I guess that rests my case…
Anyway, at least according to journalist Daniel Simone, who’s shopping a new book on Manson, the Burton-Manson marriage was not so much a fine romance as it was a business opportunity for Burton:
Manson’s engagement to a woman 53 years his junior was part of a wild scheme of hers to profit by putting his body on public display after his death, says the author of an upcoming book…
Burton and a pal, Craig Hammond, planned to lay out Manson’s remains in a glass crypt, Simone says. The pair figured their bizarre California version of Lenin’s Tomb would draw huge crowds and make big money.
But Manson, 80, does not want to marry Burton and has no interest in spending eternity displayed in a glass coffin, Simone told The Post. “He’s finally realized that he’s been played for a fool,” Simone said.
Another reason the madman balked at the plan is because he believes he is immortal. “He feels he will never die,” Simone said. “Therefore, he feels it’s a stupid idea to begin with.” (Source: NY Post)
Trust Charlie Manson, that shrewd-ie, to spot a stupid idea…
But just the thought of this wedding.
Does the bride say yes to the dress? How do you honeymoon when the groom isn’t allowed a conjugal visit? Does the happy couple register at Williams Sonoma and Crate and Barrel, or are they more the Walmart types? Just what does one get for the couple that has everything, or nothing, depending on how you want to look at it.
How about a Jack and Jill shower, in which the cash gets put in Manson’s commissary account? And, while it’s too late for Manson, how about putting the money towards mental health counseling for the bride?
But back to the, errrr, business opportunity.
Sure, there is definitely an audience for such a “product” – or is it a “service”. And, since it’s the largest state, California probably has the largest segment of this audience.
But, seriously, “huge crowds?” “Big money?’
Hey, let’s do a stay-cation right here in the Golden State. We can do Knott’s Berry Farm, Fishermen’s Wharf, and Charles Manson’s Crypt.
Oh, we’ve already been to Disneyland and Grauman's Chinese. We could take the ferry to Catalina, but it might be really interesting to see Manson’s body.
Can we go to that swell Manson crypt again? Please, Mom. Please, Dad. I promise to eat my legumes and make my bed.

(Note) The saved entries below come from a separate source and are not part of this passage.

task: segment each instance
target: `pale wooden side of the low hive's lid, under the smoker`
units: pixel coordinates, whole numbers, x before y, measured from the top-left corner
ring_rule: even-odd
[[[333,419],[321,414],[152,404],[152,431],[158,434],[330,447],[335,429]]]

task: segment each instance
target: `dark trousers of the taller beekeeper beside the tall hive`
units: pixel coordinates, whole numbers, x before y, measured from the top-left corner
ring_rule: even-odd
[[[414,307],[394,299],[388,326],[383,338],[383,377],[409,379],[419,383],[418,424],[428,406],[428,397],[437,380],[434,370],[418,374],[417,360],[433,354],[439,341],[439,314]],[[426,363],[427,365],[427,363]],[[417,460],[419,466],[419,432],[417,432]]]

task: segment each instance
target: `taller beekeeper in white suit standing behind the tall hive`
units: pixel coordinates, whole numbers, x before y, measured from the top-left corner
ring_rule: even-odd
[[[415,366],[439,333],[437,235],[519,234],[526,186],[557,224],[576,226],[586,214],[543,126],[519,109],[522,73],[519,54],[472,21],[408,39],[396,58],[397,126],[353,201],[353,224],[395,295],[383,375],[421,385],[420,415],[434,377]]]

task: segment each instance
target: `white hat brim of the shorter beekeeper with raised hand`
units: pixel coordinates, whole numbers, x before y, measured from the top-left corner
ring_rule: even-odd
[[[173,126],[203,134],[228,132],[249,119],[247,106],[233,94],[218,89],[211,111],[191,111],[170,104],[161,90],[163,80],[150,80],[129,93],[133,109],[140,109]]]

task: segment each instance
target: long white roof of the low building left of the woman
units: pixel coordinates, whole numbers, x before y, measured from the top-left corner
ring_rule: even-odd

In terms of marketing, Burton and Hammond could make it part of an overall package.
A bus trip that includes a drive-by of Sharon Tate’s home in Benedict Canyon, and the home of the LaBiancas, too. The full day tour could take in the Spahn Ranch, the old western movie location where the Manson “Family” hung out. Maybe get one of the gang who’s out of prison – say, Squeaky Fromme – to provide a bit of insight and color.
Oh, Burton and Hammond could be on to something, that’s for sure.
Just the other day, I read an article that mentioned some Whitey Bulger memorabilia that’s for sale on eBay. All sorts of Nazi-related “souvenirs” are for sale. I remember my mother telling us that, as a kid in Chicago, she read in the news that some movie-goers who were at the Biograph Theater when the G-men managed to take down John Dillinger came out of the theater and dipped their popcorn in Dillinger’s blood.
Anyway, we all know that there are folks out there who marry for reasons other than love. Mostly those reasons are practical ones.
But this crypt exhibit idea doesn’t even pass the practical test.
What’s love got to do with it? Not much. But good sense, tastes, and common decency don’t seem to have much to do with it, either.
Am I the only one reminded of Tom Robbins’ Another Roadside Attraction? Does anybody read Tom Robbins any more?